Ainsi, 六 luk6 « six » reste noté avec le chiffre 6 en jyutping, même si une grammaire traditionnelle peut classer sa catégorie comme neuvième ton. Pour débuter, la règle simple demeure : lisez et écrivez les chiffres 1 à 6.

Les changements de ton

Certains mots ou éléments de mots peuvent adopter un ton modifié, souvent un ton montant, dans un emploi familier, dérivé ou lexicalisé. Ce phénomène n’autorise pas à changer librement le ton pour exprimer une nuance. Il faut apprendre les formes concernées comme du vocabulaire, avec leur contexte.

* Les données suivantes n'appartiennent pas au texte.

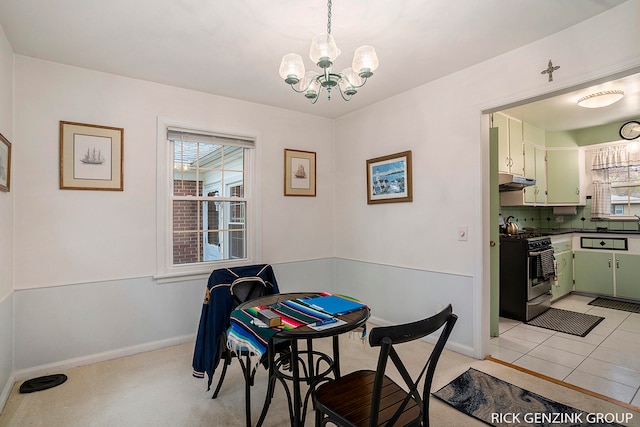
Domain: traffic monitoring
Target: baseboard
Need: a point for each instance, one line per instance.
(4, 396)
(451, 345)
(50, 368)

La prononciation réelle varie également selon les régions, les générations et les locuteurs. Certaines oppositions peuvent être moins nettes chez quelques personnes, notamment entre tons montants. Pour construire une base solide, gardez d’abord les six catégories du jyutping distinctes. L’étude systématique des tons modifiés et des évolutions dialectales vient bien après la maîtrise de cette base.

Conseils de pratique

  1. Enregistrez une série sur une seule syllabe. Dites lentement si1, si2, si3, si4, si5, si6, puis comparez votre enregistrement à celui d’un dictionnaire sonore. Vérifiez surtout que 1, 3 et 6 occupent trois niveaux différents, et que 2 monte plus haut que 5.
  2. Travaillez par paires minimales. Alternez 詩 si1 / 史 si2, puis 史 si2 / 市 si5 et 試 si3 / 事 si6. Écoutez, identifiez, puis produisez. Une séance courte et quotidienne vaut mieux qu’une longue récitation hebdomadaire.
  3. Apprenez les mots dans de petites phrases. Répétez 我想試吓 ngo5 soeng2 si3 haa5 plutôt que si3 seul. Le contexte entraîne à conserver le ton quand les hauteurs voisines changent et quand l’intonation de la phrase intervient.